In this article, we will discuss Bevacizumab (Mechanism of Action). So, let’s get started.
Bevacizumab
Bevacizumab (Avastin®) is a recombinant humanized monoclonal IgG1 antibody that binds to and inhibits the biologic activity of human vascular endothelial growth factor (VEGF) in in vitro and in vivo assay systems. Bevacizumab contains human framework regions and the complementarity-determining regions of a murine antibody that binds to VEGF. Bevacizumab (Avastin®) has an
approximate molecular weight of 149 kD. Bevacizumab is produced in a mammalian cell (Chinese Hamster Ovary) expression system in a nutrient medium containing the antibiotic gentamicin. Gentamicin is not detectable in the final product.

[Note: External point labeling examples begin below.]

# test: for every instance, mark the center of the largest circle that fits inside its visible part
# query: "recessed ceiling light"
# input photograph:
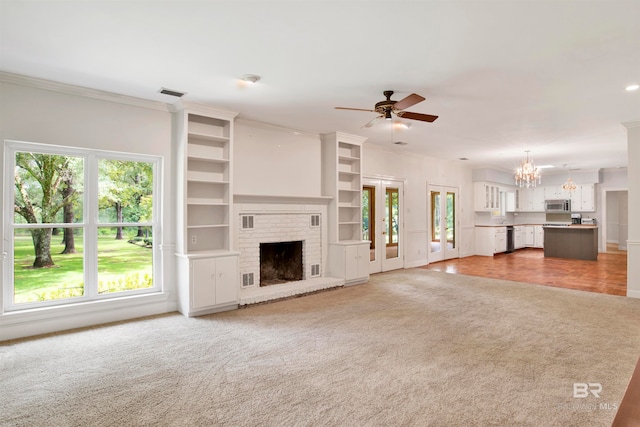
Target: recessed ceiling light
(250, 78)
(171, 92)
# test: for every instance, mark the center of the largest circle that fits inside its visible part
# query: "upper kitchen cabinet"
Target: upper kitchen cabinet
(486, 196)
(583, 198)
(531, 199)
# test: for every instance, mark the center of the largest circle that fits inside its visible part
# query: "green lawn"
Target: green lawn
(121, 266)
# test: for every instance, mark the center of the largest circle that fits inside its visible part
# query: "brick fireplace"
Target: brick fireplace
(282, 225)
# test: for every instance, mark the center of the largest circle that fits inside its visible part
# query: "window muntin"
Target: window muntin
(110, 216)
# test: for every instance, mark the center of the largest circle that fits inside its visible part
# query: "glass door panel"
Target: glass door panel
(392, 206)
(369, 219)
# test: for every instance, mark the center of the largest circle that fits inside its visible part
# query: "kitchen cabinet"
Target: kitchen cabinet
(529, 236)
(538, 236)
(349, 261)
(490, 240)
(213, 284)
(531, 199)
(518, 237)
(486, 196)
(587, 198)
(500, 240)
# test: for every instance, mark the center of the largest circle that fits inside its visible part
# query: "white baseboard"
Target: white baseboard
(43, 321)
(418, 263)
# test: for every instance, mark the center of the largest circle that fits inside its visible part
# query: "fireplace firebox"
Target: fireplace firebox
(280, 262)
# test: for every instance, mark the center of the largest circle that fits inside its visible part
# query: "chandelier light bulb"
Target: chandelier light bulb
(527, 174)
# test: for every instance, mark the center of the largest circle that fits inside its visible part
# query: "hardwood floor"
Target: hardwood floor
(607, 275)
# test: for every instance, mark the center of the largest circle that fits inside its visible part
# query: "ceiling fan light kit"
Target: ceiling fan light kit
(388, 107)
(527, 174)
(250, 78)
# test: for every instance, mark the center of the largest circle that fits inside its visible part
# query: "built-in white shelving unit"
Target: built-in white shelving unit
(207, 266)
(342, 180)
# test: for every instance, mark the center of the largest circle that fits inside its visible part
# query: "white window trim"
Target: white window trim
(90, 222)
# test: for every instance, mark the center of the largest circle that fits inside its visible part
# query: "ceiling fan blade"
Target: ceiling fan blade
(372, 122)
(416, 116)
(355, 109)
(407, 102)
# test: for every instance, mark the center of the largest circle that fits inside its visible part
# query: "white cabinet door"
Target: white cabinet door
(500, 241)
(356, 262)
(226, 283)
(203, 283)
(538, 236)
(525, 203)
(213, 282)
(537, 199)
(587, 194)
(518, 237)
(529, 239)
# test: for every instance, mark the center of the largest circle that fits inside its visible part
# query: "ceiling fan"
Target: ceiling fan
(388, 106)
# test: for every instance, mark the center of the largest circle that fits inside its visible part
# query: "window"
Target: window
(82, 225)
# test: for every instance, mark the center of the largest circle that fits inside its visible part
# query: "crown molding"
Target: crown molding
(191, 106)
(19, 79)
(257, 124)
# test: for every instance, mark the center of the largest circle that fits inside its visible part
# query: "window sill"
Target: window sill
(35, 321)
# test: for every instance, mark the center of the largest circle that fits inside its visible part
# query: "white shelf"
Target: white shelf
(210, 177)
(349, 158)
(206, 202)
(207, 137)
(193, 227)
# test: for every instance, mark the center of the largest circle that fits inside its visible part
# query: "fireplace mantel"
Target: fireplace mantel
(282, 199)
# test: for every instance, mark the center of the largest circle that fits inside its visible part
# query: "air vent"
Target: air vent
(247, 279)
(247, 222)
(315, 270)
(170, 92)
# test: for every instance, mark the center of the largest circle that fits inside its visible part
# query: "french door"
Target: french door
(443, 236)
(382, 206)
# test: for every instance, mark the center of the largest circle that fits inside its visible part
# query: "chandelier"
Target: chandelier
(569, 185)
(527, 174)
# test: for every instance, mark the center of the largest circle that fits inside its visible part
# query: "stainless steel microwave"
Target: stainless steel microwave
(557, 205)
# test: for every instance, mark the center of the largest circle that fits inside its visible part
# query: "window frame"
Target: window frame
(89, 224)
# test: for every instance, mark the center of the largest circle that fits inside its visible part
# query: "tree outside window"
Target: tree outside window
(73, 241)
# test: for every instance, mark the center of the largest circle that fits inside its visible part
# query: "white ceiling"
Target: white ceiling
(503, 76)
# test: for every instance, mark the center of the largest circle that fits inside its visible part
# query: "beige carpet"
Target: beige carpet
(410, 348)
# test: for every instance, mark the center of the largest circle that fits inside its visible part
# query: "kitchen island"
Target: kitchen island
(573, 241)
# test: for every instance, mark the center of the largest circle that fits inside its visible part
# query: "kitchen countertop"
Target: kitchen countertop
(546, 226)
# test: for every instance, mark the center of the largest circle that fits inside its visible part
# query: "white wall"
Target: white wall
(36, 114)
(418, 172)
(270, 160)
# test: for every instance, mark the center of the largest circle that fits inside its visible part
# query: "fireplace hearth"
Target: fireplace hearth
(280, 262)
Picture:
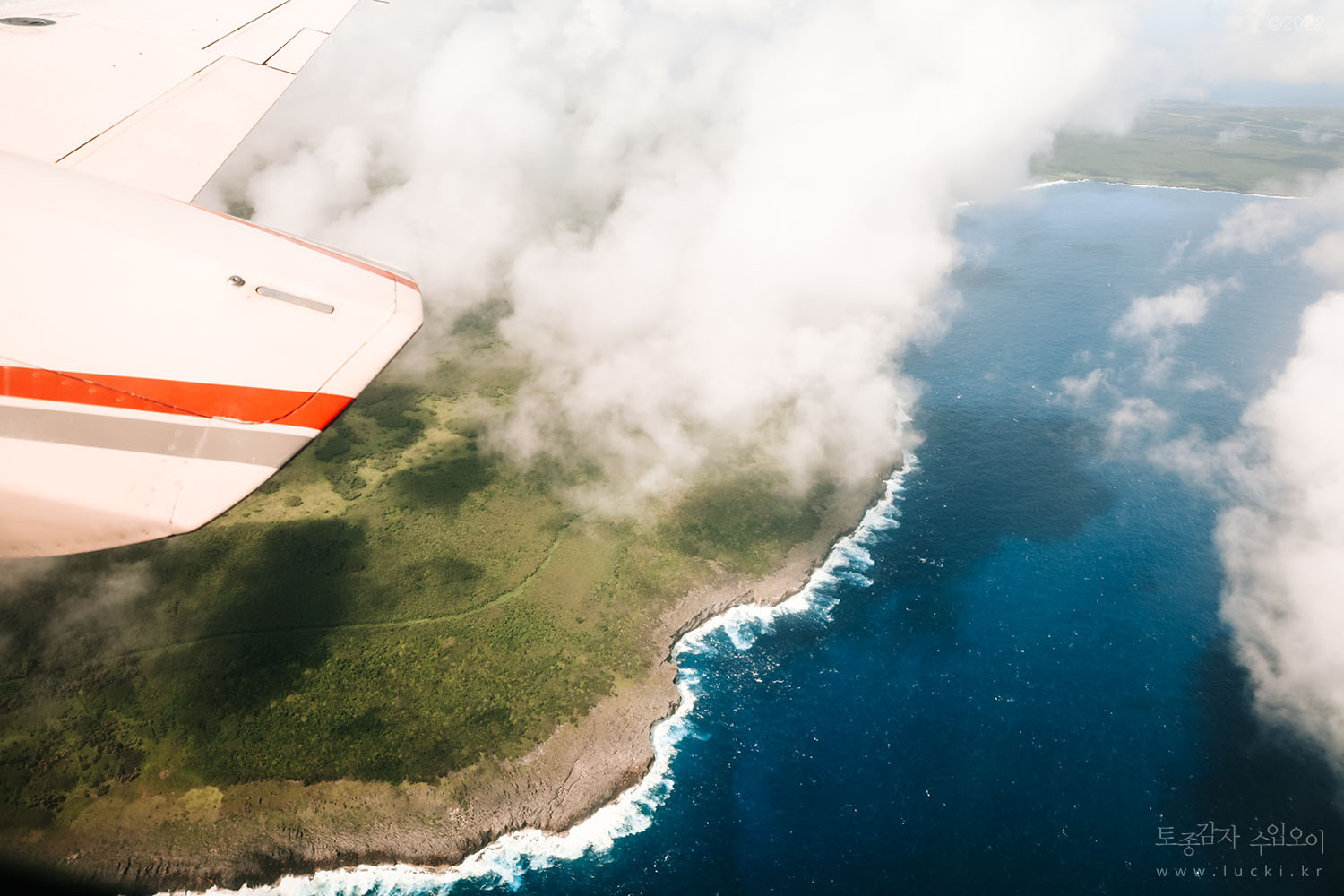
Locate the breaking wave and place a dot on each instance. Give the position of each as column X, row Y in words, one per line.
column 511, row 857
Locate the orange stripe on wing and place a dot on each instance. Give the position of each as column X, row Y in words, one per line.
column 247, row 403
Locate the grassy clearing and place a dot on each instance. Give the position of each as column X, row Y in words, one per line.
column 394, row 605
column 1279, row 151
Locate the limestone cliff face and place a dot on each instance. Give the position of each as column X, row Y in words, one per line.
column 258, row 833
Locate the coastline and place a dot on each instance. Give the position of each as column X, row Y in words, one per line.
column 255, row 834
column 1042, row 185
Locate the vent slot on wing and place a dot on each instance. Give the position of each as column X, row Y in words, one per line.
column 296, row 300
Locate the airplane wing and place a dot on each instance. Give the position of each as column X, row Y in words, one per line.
column 150, row 93
column 160, row 360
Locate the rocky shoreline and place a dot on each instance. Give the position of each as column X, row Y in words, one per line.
column 257, row 833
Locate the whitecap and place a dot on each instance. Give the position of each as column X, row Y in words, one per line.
column 513, row 856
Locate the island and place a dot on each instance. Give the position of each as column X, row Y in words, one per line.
column 406, row 645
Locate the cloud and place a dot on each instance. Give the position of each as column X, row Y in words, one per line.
column 718, row 225
column 1155, row 322
column 1255, row 228
column 1083, row 389
column 1136, row 419
column 1282, row 544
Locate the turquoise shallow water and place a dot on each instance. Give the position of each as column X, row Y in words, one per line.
column 1015, row 680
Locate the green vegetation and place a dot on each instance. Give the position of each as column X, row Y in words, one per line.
column 1279, row 151
column 394, row 605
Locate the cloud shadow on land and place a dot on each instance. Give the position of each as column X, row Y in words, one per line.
column 285, row 586
column 1255, row 774
column 986, row 474
column 444, row 481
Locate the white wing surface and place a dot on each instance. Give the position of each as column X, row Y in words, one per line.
column 150, row 93
column 159, row 360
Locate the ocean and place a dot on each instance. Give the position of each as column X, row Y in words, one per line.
column 1013, row 677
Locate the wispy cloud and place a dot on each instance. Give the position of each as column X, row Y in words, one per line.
column 1155, row 323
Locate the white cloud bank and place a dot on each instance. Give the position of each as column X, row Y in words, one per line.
column 718, row 225
column 1282, row 474
column 1284, row 552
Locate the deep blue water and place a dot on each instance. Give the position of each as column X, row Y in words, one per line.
column 1031, row 677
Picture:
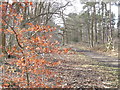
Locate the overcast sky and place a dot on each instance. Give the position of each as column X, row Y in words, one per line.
column 77, row 8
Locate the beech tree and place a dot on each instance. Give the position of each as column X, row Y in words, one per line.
column 32, row 49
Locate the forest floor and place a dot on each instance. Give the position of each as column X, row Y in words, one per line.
column 85, row 68
column 88, row 69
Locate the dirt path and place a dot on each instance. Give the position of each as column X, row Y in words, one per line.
column 104, row 60
column 79, row 71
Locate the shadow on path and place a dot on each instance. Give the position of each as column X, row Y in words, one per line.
column 106, row 60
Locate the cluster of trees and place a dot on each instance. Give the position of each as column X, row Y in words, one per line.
column 27, row 45
column 95, row 25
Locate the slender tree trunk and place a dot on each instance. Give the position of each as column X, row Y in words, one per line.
column 88, row 25
column 95, row 23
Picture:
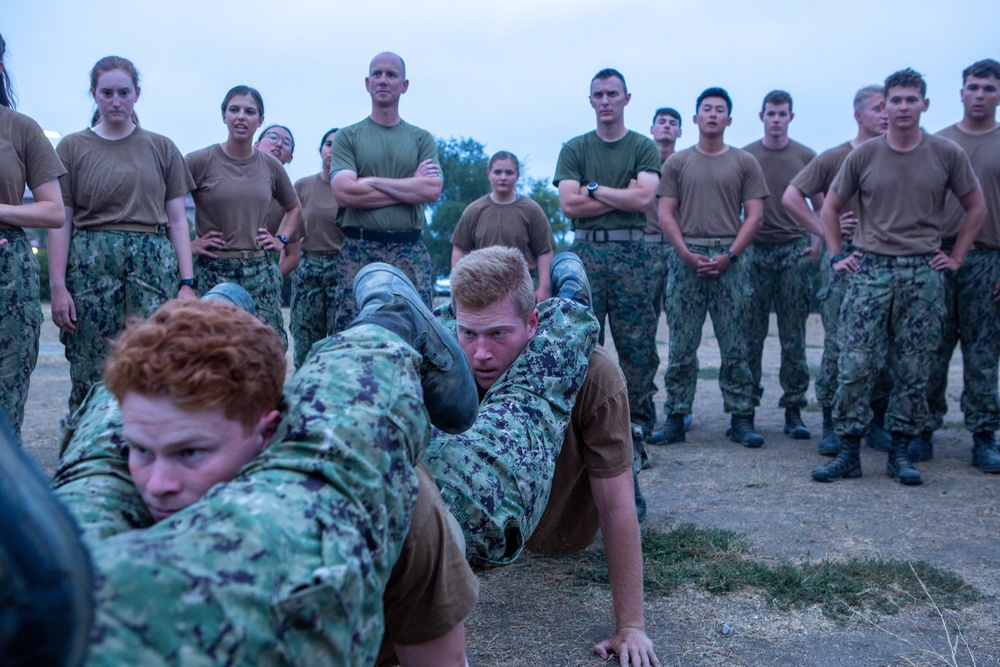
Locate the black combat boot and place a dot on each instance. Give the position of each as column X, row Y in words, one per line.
column 46, row 580
column 829, row 444
column 386, row 298
column 922, row 447
column 984, row 452
column 898, row 465
column 794, row 428
column 847, row 465
column 742, row 431
column 569, row 279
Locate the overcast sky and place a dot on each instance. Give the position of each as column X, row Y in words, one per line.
column 513, row 75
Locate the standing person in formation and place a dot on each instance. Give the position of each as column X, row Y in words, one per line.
column 895, row 289
column 234, row 186
column 504, row 217
column 815, row 180
column 780, row 261
column 314, row 282
column 26, row 158
column 384, row 172
column 607, row 180
column 972, row 294
column 702, row 194
column 124, row 247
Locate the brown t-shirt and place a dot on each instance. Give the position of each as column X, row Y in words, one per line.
column 122, row 180
column 598, row 444
column 26, row 157
column 319, row 229
column 984, row 152
column 521, row 224
column 902, row 194
column 711, row 189
column 780, row 167
column 431, row 588
column 233, row 196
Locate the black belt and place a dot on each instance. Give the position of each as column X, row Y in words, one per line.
column 358, row 233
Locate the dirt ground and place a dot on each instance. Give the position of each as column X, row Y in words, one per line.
column 536, row 613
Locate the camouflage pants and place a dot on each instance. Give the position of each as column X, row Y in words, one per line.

Bevacizumab (Avastin®) is a clear to slightly opalescent, colorless to pale brown, sterile, pH 6.2 solution for intravenous infusion. Bevacizumab (Avastin®) is supplied in 100 mg and 400 mg preservative-free, single-use vials to deliver 4 mL or 16 mL of Avastin (25 mg/mL). The 100 mg product is formulated in 240 mg α,α-trehalose dihydrate, 23.2 mg sodium phosphate (monobasic, monohydrate), 4.8 mg sodium phosphate (dibasic, anhydrous), 1.6 mg polysorbate 20. and Water for Injection, USP. The 400 mg product is formulated in 960 mg α,α-trehalose dihydrate, 92.8 mg sodium phosphate (monobasic, monohydrate), 19.2 mg sodium phosphate (dibasic, anhydrous). 6.4 mg polysorbate 20, and Water for Injection, USP.
Mechanism of Action
Bevacizumab binds VEGF and prevents the interaction of VEGF to its receptors (Flt-1 and KDR) on the surface of endothelial cells. The interaction of VEGF with its receptors leads to endothelial cell proliferation and new blood vessel formation in in vitro models of angiogenesis. Administration of bevacizumab to xenotransplant models of colon cancer in nude (athymic) mice caused reduction of microvascular growth and inhibition of metastatic disease progression.
Pharmacokinetics
The pharmacokinetic profile of bevacizumab was assessed using an assay that measures total serum bevacizumab concentrations (ie the assay did not distinguish between free bevacizumab and bevacizumab bound to VEGF ligand). Based on a population pharmacokinetic analysis of 491 patients who received 1 to 20 mg/kg of Bevacizumab (Avastin®) weekly, every 2 weeks, or every 3 weeks, the estimated half-life of bevacizumab was approximately 20 days (range 11-50 days). The predicted time to reach steady state was 100 days. The accumulation ratio following a dose of 10 mg/kg of
bevacizumab every 2 weeks was 2.8.
The clearance of bevacizumab varied by body weight, gender, and tumor burden. After correcting for body weight, males had a higher bevacizumab clearance (0.262 L/day vs. 0.207 L/day) and a larger Vc (3.25 L vs. 2.66 L) than females. Patients with higher tumor burden (at or above median value of tumor surface area) had a higher bevacizumab clearance (0.249 L/day vs. 0.199 L/day) than patients with tumor burdens below the median. In Study 1, there was no evidence of lesser efficacy (hazard ratio for overall survival) in males or patients with higher tumor burden treated with Bevacizumab (Avastin®) as compared to females and patients with low tumor burden. The relationship between bevacizumab
exposure and clinical outcomes has not been explored.